Après des débuts derrière le bureau, petit à petit, elle fait ses premiers pas sur les chantiers. "Quand je suis arrivée, j’étais ouvrière non qualifiée, mais j’ai appris la maçonnerie, le plafonnage, le carrelage, l’utilisation des machines…" Seule femme dans ce milieu masculin, très vite, elle attire les regards sans toutefois se laisser impressionner. "Je me souviens d’un gros chantier au Luxembourg dans un camping, il y avait beaucoup de corps de métiers. Je voyais bien que lorsque je passais les hommes m’observaient en se disant ‘c’est qui elle ?’. Moi, je bossais à faire des saignées du matin au soir au burineur, tout le monde était surpris."

"Je devais prouver que j’étais à ma place"

Après six mois, Odile Gérard prend la décision de suivre une formation de chauffagiste en cours du soir. "Ça a duré trois ans, c’était assez intense ; nous avions cours deux à trois fois par semaine." Dans sa classe, sans surprise, à l’inverse de ses précédentes études, elle est désormais la seule femme.

Si elle ne ressent pas de sexisme parmi ses condisciples, des remarques se font entendre de la bouche d’un des professeurs, tandis que d’autres l’encouragent vivement. "J’ai dû batailler, mais depuis le début, si on me fait une réflexion, je remets la personne en place. Je suis très gentille, mais il ne faut pas me chercher."
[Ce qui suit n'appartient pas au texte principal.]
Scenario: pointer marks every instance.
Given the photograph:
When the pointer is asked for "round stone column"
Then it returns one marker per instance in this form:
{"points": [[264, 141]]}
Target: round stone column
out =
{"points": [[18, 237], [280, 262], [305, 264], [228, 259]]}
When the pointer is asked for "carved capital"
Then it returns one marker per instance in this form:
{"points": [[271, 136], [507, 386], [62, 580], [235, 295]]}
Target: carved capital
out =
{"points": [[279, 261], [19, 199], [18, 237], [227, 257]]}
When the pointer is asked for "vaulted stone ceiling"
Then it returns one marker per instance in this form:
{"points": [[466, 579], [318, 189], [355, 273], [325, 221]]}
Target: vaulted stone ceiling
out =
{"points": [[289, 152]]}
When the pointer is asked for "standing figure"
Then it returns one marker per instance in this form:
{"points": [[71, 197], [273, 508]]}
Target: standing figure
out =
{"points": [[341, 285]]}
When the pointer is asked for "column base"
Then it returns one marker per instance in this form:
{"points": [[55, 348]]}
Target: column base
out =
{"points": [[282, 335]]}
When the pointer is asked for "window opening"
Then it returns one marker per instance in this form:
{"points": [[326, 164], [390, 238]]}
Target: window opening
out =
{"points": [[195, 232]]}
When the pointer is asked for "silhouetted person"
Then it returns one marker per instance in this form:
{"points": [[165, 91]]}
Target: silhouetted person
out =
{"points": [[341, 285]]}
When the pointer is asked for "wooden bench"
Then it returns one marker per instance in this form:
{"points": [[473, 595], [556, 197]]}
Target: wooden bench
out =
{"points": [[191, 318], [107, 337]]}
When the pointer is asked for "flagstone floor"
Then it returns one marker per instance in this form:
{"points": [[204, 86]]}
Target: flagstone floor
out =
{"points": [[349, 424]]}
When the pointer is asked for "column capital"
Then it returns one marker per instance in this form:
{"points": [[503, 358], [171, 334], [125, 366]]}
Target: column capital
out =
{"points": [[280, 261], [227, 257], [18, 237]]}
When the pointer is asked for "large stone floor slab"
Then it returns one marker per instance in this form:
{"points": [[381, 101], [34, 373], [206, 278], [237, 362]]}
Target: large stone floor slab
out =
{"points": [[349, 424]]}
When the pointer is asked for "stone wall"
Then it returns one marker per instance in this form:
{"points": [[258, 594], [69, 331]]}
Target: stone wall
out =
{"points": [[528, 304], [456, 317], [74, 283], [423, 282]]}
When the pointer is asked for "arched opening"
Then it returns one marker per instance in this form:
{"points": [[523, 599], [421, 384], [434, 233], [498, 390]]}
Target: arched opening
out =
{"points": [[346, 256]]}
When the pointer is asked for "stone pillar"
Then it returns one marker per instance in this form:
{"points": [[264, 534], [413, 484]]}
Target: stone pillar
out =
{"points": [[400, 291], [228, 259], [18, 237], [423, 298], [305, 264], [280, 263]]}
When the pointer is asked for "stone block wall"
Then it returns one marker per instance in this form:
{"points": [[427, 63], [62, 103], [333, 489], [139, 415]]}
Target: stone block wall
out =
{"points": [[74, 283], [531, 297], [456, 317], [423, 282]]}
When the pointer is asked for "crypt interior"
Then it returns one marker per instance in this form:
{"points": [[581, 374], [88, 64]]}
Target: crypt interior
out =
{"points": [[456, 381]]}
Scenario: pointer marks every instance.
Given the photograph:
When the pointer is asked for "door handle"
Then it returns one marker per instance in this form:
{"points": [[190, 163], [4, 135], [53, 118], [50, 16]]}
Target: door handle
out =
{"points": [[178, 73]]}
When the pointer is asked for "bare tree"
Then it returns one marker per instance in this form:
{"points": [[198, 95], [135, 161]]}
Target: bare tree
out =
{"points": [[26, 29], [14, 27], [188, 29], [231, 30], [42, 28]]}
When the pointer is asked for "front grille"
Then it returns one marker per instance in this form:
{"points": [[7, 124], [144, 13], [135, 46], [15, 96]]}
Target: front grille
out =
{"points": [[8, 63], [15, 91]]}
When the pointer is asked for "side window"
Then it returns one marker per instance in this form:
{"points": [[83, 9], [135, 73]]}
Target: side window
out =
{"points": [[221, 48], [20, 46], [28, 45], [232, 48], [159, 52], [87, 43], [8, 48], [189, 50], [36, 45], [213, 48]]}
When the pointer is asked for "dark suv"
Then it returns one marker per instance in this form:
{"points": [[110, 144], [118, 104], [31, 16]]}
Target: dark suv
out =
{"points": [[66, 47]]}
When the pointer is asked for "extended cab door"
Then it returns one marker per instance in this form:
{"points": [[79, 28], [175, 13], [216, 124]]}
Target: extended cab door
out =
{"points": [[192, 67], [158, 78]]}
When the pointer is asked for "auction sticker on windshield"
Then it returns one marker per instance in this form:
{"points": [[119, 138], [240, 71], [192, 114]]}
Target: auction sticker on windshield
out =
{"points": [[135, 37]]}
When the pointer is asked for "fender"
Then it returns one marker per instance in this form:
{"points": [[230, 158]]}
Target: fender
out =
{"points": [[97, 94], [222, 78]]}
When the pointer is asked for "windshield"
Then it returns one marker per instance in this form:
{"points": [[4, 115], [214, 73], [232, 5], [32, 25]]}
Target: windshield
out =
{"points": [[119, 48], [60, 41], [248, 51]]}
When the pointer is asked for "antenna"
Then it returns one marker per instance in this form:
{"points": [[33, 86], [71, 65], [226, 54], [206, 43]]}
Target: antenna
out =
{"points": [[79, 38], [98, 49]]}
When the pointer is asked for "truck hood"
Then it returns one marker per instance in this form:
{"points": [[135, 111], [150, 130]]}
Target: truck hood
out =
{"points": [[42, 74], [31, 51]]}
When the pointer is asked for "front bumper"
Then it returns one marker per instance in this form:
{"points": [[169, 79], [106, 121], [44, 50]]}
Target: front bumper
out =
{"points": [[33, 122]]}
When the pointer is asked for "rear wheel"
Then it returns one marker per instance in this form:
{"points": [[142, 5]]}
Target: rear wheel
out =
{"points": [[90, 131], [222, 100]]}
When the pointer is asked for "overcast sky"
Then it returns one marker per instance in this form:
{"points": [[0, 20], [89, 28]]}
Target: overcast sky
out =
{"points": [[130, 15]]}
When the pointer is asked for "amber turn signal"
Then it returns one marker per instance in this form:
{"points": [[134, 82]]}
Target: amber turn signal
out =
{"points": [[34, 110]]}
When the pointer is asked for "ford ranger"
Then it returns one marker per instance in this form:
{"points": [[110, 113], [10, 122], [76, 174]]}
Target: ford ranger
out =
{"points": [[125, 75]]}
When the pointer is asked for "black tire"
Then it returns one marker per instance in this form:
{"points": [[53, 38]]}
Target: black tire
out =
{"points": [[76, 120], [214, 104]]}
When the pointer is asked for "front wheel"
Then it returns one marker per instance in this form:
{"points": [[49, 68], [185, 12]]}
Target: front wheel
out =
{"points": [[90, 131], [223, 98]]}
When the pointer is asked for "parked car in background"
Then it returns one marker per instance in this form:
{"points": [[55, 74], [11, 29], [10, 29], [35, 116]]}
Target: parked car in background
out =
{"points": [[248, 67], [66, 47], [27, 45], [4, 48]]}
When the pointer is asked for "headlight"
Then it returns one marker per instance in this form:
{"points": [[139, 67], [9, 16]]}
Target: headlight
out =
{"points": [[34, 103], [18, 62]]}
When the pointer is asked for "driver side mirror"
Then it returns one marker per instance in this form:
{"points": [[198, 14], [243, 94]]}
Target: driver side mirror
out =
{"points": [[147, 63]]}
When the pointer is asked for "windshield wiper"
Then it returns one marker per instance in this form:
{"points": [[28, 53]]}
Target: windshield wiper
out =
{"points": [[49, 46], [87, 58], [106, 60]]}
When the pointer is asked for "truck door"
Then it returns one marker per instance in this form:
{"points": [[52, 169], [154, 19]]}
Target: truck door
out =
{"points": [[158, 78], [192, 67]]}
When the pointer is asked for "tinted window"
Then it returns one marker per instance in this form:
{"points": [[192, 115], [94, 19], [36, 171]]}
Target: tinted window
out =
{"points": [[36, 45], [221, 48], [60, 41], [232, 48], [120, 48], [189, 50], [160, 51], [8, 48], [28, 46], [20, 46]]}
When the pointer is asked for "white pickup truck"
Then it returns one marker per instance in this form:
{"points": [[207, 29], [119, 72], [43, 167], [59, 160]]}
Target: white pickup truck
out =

Malgré les hauts et les bas, elle s’accroche et persévère. "Je devais aussi affronter mes grands-parents qui me répétaient ‘Mais enfin, ce n’est quand même pas une carrière pour une femme ! C’est quand tu retournes dans la puériculture ?’ Je me mettais la pression pour obtenir les meilleurs points et prouver que j’étais à ma place."

À présent, elle regarde en arrière avec fierté. "Nous avons commencé les cours à vingt et finalement nous sommes trois à avoir terminé et réussi la formation."

Le prochain cadeau que je pense offrir à ma filleule, ce sera une boite à outils avec une visseuse électrique

Une femme chauffagiste, et pourquoi pas ?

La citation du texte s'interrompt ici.